Pour cette série de représentations de Rigoletto, l’Opéra Royal de Wallonie reprend la mise en scène signée pour le Teatro Massimo de Palerme en 2018 déjà par l’acteur John Turturro qui y faisait ses débuts à l’opéra. Peut-être freiné par son manque d’habitude du lyrique, le comédien américain s’en tient à une approche plutôt sage et largement illustrative, même s’il apporte quelques touches inattendues. L’action est ici située dans un XVIIIe siècle assez décadent où les courtisans se distinguent par leur riche vêture et leurs belles perruques alors qu’ils évoluent dans les salons d’un palais ducal sombre et assez inquiétant, dans une atmosphère où même la sexualité carnassière du duc de Mantoue paraît triste et forcée.
Parmi quelques idées qui laissent perplexe, le metteur en scène juge utile de faire intervenir à plusieurs reprises des danseurs qui encombrent plus le plateau (surtout les dames avec leurs énormes robes à panier) qu’ils n’ajoutent quoi que ce soit à l’action.

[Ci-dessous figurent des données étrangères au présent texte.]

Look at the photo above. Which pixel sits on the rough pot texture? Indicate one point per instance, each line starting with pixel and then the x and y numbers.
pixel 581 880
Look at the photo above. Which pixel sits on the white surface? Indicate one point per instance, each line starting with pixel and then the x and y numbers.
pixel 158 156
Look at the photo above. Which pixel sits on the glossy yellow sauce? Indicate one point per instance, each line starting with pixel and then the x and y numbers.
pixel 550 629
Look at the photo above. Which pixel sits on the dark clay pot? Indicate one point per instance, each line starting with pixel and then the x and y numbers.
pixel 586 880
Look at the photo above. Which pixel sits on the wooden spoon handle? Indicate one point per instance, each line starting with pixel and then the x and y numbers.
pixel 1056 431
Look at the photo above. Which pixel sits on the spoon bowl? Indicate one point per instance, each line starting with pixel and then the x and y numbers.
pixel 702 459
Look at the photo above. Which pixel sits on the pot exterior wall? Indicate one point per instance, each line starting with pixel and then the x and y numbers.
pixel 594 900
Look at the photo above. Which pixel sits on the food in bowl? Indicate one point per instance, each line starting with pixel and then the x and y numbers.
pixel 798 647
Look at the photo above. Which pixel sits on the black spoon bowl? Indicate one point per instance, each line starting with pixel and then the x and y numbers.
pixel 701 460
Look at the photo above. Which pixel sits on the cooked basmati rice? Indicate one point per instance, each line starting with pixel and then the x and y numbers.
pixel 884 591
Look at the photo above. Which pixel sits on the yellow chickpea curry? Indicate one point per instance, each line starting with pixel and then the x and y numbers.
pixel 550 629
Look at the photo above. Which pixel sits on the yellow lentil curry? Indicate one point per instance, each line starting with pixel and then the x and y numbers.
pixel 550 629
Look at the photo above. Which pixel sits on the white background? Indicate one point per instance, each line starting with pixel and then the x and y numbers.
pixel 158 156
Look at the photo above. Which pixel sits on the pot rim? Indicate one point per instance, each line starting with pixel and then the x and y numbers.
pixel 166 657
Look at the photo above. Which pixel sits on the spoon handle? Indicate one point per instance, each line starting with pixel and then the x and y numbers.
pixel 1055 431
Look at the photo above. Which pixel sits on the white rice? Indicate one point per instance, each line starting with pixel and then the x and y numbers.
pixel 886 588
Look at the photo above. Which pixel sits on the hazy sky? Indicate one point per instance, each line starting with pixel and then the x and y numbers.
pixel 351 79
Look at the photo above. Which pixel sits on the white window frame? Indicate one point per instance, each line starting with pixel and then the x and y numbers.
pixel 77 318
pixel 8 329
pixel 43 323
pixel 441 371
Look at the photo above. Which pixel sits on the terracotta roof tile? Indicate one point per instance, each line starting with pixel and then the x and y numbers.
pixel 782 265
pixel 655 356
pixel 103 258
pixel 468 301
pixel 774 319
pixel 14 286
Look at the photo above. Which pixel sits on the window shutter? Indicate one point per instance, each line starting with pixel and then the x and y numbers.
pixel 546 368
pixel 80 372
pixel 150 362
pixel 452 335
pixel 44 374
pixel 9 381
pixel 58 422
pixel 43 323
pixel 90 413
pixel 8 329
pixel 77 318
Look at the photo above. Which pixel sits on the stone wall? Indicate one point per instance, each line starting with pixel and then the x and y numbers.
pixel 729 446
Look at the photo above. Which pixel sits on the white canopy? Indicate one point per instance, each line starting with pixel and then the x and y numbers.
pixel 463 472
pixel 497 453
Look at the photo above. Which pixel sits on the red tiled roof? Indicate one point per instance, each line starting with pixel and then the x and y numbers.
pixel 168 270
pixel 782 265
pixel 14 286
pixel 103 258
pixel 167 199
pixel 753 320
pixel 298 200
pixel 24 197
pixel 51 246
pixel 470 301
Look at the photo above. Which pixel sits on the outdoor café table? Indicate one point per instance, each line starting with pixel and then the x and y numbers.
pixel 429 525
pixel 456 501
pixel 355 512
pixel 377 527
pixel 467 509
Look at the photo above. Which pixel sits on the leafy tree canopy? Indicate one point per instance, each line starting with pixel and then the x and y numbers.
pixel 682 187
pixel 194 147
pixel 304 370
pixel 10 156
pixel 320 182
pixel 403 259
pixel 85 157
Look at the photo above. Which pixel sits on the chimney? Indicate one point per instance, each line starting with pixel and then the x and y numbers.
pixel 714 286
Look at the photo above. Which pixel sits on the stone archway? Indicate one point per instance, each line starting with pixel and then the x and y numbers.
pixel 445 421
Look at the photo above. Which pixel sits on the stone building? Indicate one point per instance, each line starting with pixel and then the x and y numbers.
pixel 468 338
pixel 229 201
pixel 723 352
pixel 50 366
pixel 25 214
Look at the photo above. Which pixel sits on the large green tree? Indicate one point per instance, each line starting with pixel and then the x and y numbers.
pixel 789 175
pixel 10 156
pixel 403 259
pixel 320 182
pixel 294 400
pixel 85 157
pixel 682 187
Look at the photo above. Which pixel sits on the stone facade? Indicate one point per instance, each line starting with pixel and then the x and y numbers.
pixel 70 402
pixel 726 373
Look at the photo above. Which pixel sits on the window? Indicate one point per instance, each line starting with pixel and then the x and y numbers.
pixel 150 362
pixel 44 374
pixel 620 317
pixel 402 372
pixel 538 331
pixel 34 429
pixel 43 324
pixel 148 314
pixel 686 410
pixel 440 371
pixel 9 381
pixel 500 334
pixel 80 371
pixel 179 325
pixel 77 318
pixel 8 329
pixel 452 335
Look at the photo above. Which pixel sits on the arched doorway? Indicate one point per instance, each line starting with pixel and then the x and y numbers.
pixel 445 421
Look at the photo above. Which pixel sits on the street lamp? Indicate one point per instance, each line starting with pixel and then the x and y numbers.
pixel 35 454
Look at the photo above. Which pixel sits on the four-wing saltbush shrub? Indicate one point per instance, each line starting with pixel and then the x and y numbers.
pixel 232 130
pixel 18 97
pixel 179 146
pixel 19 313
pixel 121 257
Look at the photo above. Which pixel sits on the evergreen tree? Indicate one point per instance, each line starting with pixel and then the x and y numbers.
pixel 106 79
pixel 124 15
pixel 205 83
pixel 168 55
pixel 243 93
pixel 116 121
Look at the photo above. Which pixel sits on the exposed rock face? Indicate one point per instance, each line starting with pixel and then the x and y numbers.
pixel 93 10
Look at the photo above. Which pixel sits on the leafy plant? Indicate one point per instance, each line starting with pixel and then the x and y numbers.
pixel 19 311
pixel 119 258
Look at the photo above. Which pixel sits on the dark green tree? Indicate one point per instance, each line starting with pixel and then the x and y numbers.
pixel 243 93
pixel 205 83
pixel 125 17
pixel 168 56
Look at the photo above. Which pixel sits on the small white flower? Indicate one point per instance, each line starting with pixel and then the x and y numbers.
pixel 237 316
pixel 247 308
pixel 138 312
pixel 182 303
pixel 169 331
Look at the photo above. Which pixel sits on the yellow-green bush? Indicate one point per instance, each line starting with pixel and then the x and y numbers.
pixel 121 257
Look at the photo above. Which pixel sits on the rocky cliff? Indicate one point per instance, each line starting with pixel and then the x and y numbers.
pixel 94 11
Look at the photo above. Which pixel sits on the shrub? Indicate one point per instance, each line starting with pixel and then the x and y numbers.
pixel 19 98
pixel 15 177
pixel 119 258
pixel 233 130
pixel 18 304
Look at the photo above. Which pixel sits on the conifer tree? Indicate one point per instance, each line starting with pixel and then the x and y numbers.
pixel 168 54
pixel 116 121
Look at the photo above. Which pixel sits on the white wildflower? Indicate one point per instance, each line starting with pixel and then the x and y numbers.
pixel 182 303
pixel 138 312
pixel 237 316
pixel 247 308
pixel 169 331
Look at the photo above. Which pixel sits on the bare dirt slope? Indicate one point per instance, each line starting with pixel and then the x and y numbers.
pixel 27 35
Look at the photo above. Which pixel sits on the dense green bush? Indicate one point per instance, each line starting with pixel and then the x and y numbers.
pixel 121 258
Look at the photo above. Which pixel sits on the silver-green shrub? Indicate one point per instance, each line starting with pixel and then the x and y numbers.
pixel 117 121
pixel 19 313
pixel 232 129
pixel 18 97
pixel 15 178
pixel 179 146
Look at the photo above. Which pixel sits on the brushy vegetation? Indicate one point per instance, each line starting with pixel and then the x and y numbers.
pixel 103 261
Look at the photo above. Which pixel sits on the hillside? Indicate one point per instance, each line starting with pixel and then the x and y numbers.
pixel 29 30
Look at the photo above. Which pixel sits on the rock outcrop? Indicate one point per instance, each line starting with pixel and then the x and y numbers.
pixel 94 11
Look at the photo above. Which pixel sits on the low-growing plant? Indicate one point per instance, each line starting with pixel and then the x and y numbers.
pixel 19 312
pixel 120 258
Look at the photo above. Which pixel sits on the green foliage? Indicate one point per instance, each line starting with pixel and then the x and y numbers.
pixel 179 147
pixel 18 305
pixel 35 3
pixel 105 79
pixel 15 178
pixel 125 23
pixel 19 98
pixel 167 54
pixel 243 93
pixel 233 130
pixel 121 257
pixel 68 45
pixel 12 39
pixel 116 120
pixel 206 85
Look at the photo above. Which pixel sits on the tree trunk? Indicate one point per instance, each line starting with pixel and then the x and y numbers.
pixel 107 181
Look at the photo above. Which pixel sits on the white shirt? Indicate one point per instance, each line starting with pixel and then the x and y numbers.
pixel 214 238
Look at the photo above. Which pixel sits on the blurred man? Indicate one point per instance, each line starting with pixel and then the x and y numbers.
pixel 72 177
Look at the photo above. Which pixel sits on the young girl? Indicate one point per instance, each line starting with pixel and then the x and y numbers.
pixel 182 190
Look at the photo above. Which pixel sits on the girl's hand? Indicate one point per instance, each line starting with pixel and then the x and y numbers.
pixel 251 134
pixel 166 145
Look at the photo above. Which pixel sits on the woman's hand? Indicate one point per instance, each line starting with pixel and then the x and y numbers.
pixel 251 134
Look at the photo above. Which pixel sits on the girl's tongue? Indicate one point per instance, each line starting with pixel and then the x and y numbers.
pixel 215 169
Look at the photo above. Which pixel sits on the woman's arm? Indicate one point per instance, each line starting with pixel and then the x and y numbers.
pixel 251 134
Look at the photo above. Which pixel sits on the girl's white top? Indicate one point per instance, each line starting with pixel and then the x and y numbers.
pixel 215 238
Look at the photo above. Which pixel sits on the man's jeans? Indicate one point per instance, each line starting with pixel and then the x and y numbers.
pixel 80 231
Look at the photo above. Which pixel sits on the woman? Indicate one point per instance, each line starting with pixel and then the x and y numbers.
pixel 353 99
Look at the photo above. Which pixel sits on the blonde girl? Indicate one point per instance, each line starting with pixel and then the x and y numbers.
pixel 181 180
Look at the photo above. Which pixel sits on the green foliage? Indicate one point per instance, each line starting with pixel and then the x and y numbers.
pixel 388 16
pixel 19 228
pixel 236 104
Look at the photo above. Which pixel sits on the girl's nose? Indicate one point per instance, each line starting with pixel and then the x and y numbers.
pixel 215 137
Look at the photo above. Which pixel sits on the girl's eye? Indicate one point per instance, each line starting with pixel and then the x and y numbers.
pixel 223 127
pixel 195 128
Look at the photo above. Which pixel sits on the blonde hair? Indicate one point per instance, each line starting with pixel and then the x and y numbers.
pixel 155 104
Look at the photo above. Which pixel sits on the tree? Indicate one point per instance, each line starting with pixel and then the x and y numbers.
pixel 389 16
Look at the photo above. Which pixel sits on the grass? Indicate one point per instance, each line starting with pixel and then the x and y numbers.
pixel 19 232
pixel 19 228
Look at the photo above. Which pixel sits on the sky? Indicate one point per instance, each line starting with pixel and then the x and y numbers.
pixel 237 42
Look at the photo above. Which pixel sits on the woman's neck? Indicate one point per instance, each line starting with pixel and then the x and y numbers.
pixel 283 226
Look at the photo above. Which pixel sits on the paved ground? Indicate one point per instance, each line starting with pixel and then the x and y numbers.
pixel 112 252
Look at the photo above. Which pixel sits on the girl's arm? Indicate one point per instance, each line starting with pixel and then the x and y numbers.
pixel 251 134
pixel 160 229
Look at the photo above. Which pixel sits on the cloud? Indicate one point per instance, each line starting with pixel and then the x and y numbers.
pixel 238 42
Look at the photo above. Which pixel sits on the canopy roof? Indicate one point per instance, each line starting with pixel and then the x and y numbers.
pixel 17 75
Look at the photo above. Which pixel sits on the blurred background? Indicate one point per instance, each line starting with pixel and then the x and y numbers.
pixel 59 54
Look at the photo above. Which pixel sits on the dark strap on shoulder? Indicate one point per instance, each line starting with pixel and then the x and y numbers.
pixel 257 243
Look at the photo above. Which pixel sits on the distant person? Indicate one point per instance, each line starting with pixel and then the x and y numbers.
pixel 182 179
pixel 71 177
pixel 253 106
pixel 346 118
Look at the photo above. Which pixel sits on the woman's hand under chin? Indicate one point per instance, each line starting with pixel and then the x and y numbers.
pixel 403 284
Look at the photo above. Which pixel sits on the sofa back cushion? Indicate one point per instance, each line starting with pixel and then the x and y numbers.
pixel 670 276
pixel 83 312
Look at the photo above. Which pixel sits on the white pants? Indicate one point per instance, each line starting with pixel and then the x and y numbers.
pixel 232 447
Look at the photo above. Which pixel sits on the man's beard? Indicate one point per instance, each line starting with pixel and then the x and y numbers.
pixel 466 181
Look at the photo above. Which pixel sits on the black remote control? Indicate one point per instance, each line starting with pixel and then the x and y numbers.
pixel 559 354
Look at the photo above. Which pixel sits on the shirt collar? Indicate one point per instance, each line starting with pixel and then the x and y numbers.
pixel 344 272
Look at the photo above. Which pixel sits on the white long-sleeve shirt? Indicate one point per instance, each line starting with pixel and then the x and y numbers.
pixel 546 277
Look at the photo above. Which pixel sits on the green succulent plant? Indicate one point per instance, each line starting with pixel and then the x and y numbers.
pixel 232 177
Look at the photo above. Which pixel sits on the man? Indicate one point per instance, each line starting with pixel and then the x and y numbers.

À la fin de l’acte I – où Turturro fait curieusement de Giovanna, la confidente de Gilda, une religieuse à cornette –, les courtisans procèdent bizarrement au rapt de Gilda en déplaçant sa maison montée sur roulettes.
Si les chanteurs donnent souvent l’impression d’être un peu livrés à eux-mêmes, il faut reconnaître que prenant pour boussole le livret de Piave et la musique de Verdi, les protagonistes s’en sortent généralement bien, voire très bien.
Le premier triomphateur de cette soirée liégeoise est le chanteur mongol Amartuvshin Enkhbat, baryton au timbre de bronze et à l’aigu aisé. Irréprochable sur le plan du phrasé et de la diction, il est également un acteur très crédible, qui sait se montrer aussi mordant et caustique lorsqu’il raille les travers des courtisans que vulnérable et infiniment touchant dans ses rapports avec sa fille, quand il n’est plus bouffon mais père aimant. Gilda est incarnée ici par Enkeleda Kamani, chanteuse indubitablement sincère mais dont la prestation vocale est assez déroutante. Les premières interventions de la soprano albanaise font entendre une voix au timbre peu corsé, voire par moments assez vinaigré, qui va ensuite nettement s’améliorer avec quelques très belles vocalises dans le médium et de beaux aigus, et ce malgré un vibrato très présent. En dépit de quelques aigus décolorés, Kamani fait bien sentir la fragilité de Gilda dans un « Caro nome » rendu avec une réelle délicatesse et dont elle évite de faire une inutile démonstration vocale.